On one side, workers are quitting their jobs at unprecedented rates, a sign that they’re confident about finding new jobs. On the other side, employers aren’t just whining about labor shortages, they’re trying to attract workers with pay increases. Over the past six months wages of leisure and hospitality workers have risen at an annual rate of 18 percent, and they are now well above their prepandemic trend.
[W]hy are we experiencing what many are calling the Great Resignation, with so many workers either quitting or demanding higher pay and better working conditions to stay? Until recently conservatives blamed expanded jobless benefits, claiming that these benefits were reducing the incentive to accept jobs. But states that canceled those benefits early saw no increase in employment compared with those that didn’t, and the nationwide end of enhanced benefits last month doesn’t seem to have made much difference to the job situation.
What seems to be happening instead is that the pandemic led many U.S. workers to rethink their lives and ask whether it was worth staying in the lousy jobs too many of them had.
The harder question is, why now? Many Americans hated their jobs two years ago, but they didn’t act on those feelings as much as they are now. What changed?

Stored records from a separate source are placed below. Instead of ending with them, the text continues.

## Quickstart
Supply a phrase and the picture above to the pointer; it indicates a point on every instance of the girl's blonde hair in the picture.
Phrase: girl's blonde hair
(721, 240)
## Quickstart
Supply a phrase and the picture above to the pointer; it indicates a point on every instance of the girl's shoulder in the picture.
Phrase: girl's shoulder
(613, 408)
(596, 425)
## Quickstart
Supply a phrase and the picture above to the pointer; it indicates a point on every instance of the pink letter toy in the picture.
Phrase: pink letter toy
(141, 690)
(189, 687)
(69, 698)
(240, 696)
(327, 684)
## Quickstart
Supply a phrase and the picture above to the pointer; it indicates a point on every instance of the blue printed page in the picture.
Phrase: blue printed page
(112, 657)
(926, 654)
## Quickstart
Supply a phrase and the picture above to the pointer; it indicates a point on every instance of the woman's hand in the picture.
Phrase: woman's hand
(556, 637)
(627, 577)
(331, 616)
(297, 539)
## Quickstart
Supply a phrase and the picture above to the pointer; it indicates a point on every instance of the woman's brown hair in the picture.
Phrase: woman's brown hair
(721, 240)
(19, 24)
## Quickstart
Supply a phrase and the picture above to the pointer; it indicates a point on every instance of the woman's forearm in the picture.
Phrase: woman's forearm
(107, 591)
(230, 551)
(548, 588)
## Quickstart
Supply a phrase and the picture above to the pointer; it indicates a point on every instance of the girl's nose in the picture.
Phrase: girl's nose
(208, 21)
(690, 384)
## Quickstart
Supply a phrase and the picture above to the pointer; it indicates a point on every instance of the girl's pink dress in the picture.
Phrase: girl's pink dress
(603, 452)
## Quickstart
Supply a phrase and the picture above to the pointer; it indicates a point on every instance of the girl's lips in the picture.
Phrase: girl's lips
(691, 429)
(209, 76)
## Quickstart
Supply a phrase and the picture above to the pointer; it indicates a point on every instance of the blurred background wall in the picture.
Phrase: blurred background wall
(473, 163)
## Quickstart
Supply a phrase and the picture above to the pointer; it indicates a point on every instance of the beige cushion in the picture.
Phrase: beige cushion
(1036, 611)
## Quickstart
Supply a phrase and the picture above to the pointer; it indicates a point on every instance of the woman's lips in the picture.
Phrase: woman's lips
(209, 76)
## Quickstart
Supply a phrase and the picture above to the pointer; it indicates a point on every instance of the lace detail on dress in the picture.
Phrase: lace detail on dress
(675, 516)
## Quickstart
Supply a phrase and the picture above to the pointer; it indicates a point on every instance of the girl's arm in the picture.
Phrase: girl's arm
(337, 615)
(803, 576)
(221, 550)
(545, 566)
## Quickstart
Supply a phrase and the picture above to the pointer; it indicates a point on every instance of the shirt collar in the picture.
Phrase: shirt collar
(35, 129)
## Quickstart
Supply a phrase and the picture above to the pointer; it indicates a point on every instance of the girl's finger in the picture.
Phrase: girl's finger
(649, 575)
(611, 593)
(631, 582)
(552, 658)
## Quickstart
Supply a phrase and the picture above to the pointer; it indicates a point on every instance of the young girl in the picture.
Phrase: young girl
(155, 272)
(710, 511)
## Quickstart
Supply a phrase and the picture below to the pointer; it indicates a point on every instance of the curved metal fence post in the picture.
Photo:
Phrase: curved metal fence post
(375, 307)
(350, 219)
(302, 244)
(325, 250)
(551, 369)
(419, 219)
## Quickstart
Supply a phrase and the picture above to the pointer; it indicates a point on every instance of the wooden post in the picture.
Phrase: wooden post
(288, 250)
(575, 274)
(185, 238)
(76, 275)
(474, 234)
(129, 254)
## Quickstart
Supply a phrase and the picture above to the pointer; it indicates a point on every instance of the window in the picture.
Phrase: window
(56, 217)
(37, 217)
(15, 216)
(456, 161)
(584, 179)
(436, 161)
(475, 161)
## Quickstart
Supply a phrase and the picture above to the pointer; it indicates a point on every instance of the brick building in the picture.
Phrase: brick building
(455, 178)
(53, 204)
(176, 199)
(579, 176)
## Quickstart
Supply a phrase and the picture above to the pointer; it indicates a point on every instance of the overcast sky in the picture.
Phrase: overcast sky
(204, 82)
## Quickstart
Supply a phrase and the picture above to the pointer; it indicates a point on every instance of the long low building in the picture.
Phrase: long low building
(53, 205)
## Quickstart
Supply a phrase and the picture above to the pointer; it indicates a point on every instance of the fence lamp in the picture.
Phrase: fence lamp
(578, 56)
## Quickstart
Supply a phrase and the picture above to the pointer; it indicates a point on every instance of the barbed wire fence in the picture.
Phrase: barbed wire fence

Well, it’s only speculation, but it seems quite possible that the pandemic, by upending many Americans’ lives, also caused some of them to reconsider their life choices. Not everyone can afford to quit a hated job, but a significant number of workers seem ready to accept the risk of trying something different — retiring earlier despite the monetary cost, looking for a less unpleasant job in a different industry, and so on.
And while this new choosiness by workers who feel empowered is making consumers’ and business owners’ lives more difficult, let’s be clear: Overall, it’s a good thing. American workers are insisting on a better deal, and it’s in the nation’s interest that they get it.